Dans la foulée, le Gouvernement fédéral a annoncé que les personnes qui n’ont pas de documents prouvant leur vaccination ou le fait d’avoir été malades seront immédiatement testées dans les hôpitaux fédéraux.
Les Agences se sont activées et mettent la pression sur les pouvoirs locaux, déjà sous pression du pouvoir fédéral. A Saint-Pétersbourg, l’agence de surveillance de la consommation exige que les restrictions perdurent tant que 80% de la population n’est pas vaccinée. Dans la région de Sverdlovsk, l’agence locale exige que des mesures plus strictes soient adoptées (fermeture de l’économie, QR Codes, etc.) et s’est officiellement adressée en ce sens au gouverneur.
La machine a été lancée dans les régions, qui cherchent à être le premier de la classe. Cet emballement s’explique par le fait que les gouverneurs n’estiment pas tenir leur pouvoir (et leur légitimité) de l’élection populaire, mais du haut.
Par exemple, à Sébastopol, à compter du 30 octobre, des block-post sont installés pour contrôler l’entrée et la sortie de la ville avec QR Code de vaccination ou pour les personnes ayant été malades. Ou encore, en Iakoutie, les QR Codes seront généralisés et les bars et restaurants fermeront, comme le Président l’a dit, de 23h à 6h, après la période de vacances, sans qu’une date limite ne soit indiquée.
Si en 2020, l’on pouvait encore croire que cette élite attendait réellement le passage triomphant à une nouvelle économie (virtuelle), à une nouvelle société (virtuelle) tout en gardant leur pouvoir (réel), cette illusion est tombée, s’est fracturée grâce à la résistance de la population à se laisser enfermer dans une prison virtuelle. Les réactions de rejet aujourd’hui sont encore très fortes, face au passage par exemple des théâtres aux QR Codes. S’ils restent quelques fanatiques pour y croire et beaucoup de laquais pour faire semblant, l’ensemble de la classe dirigeante annonce une perte pour l’économie, a conscience de la montée de la crispation sociale, reconnaît l’échec à convaincre.

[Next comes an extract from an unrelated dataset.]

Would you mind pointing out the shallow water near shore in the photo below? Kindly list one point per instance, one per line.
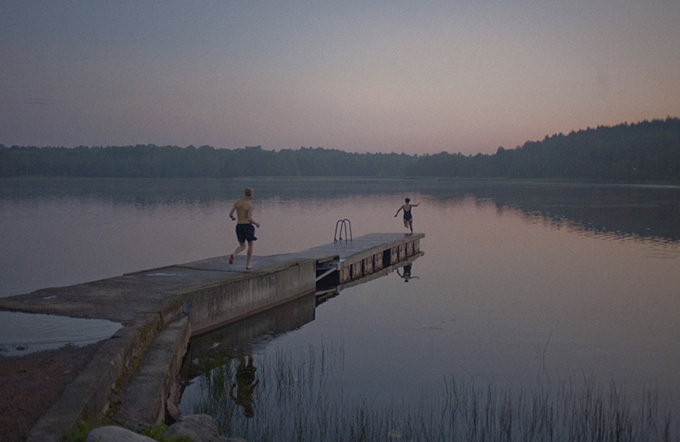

La Russie a la tentation du rapport de force avec la population. La question étant alors pourquoi ?
Une autre question s’impose : un pays peut-il réellement aller à contre-courant d’une vague globale ? Peut-être, mais pour cela il faut de solides convictions et un autre niveau de courage politique. A vouloir à tout prix être acceptée dans le monde occidental, cette élite préfère manifestement combattre son intérêt national et sa population, que d’affronter ces forces extérieures.
L’on aurait tant aimé une remise en cause de «l’optimisation» de la médecine, une réflexion de fond sur l’organisation du service public de la médecine, des expertises indépendantes sur les effets et l’utilité ou non du vaccin, une absence de propagande / menace généralisée dans les médias, autrement dit un comportement responsable de dirigeants qui respectent leur peuple. Le discrédit des instances dirigeantes en Russie est toujours un grand danger de stabilité sociale.
Parallèlement, l’hystérie qui s’est emparée du pouvoir à tous les niveaux semble de plus en plus décalée et de la population et sectoriellement des décideurs plus proches de la réalité. Une rupture semble être en train de s’installer et d’isoler finalement (du reste du pays?) la sphère politique dirigeante, qui s’intègre toujours plus intensément dans les mécanismes globaux.